On the adversarial robustness of Locality-Sensitive Hashing in Hamming space
Michael Kapralov, Mikhail Makarov, Christian Sohler
TL;DR
The paper analyzes the susceptibility of LSH in Hamming space to adaptive queries and demonstrates that an adversary can force false negatives much more efficiently than random sampling when an isolated data point exists. It introduces a collision-aware adaptive walk that gradually eliminates hash collisions to yield a query $q$ within distance $\le r$ that maps to $\bot$, and provides both simple and fast variants with provable query-complexity bounds.
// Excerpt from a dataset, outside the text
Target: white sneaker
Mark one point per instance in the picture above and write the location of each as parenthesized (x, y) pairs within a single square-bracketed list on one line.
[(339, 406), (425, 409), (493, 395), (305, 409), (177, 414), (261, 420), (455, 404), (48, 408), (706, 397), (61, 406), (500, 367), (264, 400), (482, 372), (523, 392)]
The work contributes a rigorous adversarial framework, lemmas bounding collision behavior, and empirical evidence across synthetic and real datasets, highlighting practical implications for deploying LSH with adaptive adversaries. The findings motivate the use of robustness-enhanced LSH defenses, such as Las-Vegas constructions and differential-privacy-based approaches, to preserve reliability in sensitive settings.
Abstract
Locality-sensitive hashing~[Indyk,Motwani'98] is a classical data structure for approximate nearest neighbor search. It allows, after a close to linear time preprocessing of the input dataset, to find an approximately nearest neighbor of any fixed query in sublinear time in the dataset size. The resulting data structure is randomized and succeeds with high probability for every fixed query. In many modern applications of nearest neighbor search the queries are chosen adaptively. In this paper, we study the robustness of the locality-sensitive hashing to adaptive queries in Hamming space. We present a simple adversary that can, under mild assumptions on the initial point set, provably find a query to the approximate near neighbor search data structure that the data structure fails on. Crucially, our adaptive algorithm finds the hard query exponentially faster than random sampling.